Immobilien als Altersvorsorge

Im folgenden befassen wir uns mit der Thematik, inwiefern Immobilien als Altersvorsorge taugen. Es gibt 2 Grundlegende Arten, wie man Immobilien als Altersvorsorge betrachten kann.

Immobilie selbst nutzen

Die wohl häufigste Form der Altersvorsorge mit Immobilien ist die des Eigenheims oder der Eigentumswohnung. Viele sehen hier den Vorteil im Alter keine Miete zahlen zu müssen, die je nach Standort einen beträchtigen Anteil an den Ausgaben hält. Je nach Rentenbeginnalter werden die Rentenzahlungen, gemessen am letzten Nettogehalt immer geringer ausfallen [Rentensituation]. Daher macht es aus der Hinsicht Sinn, sich wenigstens die Miete zu sparen um am Monatsende mehr Geld für andere Dinge zu Verfügung zu haben. Außerdem bietet eine eigene Immobilie eine gewisse Sicherheit, da sie selbst ja auch noch einen Wert besitzt.
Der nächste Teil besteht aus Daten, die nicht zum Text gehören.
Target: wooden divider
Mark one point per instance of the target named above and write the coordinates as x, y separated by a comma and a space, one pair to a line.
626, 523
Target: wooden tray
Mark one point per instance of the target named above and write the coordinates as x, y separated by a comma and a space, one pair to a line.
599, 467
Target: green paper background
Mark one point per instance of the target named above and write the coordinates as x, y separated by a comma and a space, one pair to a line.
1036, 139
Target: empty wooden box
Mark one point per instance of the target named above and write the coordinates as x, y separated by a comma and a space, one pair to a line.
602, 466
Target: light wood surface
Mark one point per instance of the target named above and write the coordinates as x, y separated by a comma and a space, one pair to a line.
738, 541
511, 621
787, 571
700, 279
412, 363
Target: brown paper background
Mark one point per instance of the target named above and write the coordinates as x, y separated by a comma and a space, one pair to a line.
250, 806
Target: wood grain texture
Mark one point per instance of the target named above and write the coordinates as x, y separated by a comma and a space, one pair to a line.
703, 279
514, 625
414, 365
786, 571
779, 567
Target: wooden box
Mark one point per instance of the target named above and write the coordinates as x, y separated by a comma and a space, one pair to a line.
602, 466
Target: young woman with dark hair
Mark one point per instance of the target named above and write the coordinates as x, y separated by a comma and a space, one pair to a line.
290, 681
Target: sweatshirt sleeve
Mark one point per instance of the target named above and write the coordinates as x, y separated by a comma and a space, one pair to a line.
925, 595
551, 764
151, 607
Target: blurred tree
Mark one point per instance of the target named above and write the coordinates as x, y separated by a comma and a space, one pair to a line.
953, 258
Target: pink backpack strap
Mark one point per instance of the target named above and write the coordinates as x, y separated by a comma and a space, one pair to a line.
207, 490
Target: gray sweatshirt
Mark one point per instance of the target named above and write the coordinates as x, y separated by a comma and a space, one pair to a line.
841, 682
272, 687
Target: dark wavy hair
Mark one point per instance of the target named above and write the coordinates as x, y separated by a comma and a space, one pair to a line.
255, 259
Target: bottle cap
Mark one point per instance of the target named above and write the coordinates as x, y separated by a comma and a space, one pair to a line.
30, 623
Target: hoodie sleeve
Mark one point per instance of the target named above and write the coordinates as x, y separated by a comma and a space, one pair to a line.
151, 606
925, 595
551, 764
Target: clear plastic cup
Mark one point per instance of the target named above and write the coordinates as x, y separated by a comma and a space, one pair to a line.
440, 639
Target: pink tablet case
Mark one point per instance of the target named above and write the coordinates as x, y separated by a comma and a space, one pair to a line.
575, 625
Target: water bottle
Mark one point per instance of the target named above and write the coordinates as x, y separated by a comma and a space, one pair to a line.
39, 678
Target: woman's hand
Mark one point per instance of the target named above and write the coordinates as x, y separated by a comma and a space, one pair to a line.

So oder so ähnlich argumentieren die meisten Menschen, die sich für selbst nutzbare Immobilien entscheiden. Einen entscheidenden Punkt vernachlässigen allerdings die meisten: Die Rendite. Es ist ja schön und gut, wenn man ein Eigenheim oder eine Eigentumswohnung besitzt, fragt sich doch nur zu welchen Konditionen man die Immobilie erworben hat und ob es nicht bessere Möglichkeiten gab.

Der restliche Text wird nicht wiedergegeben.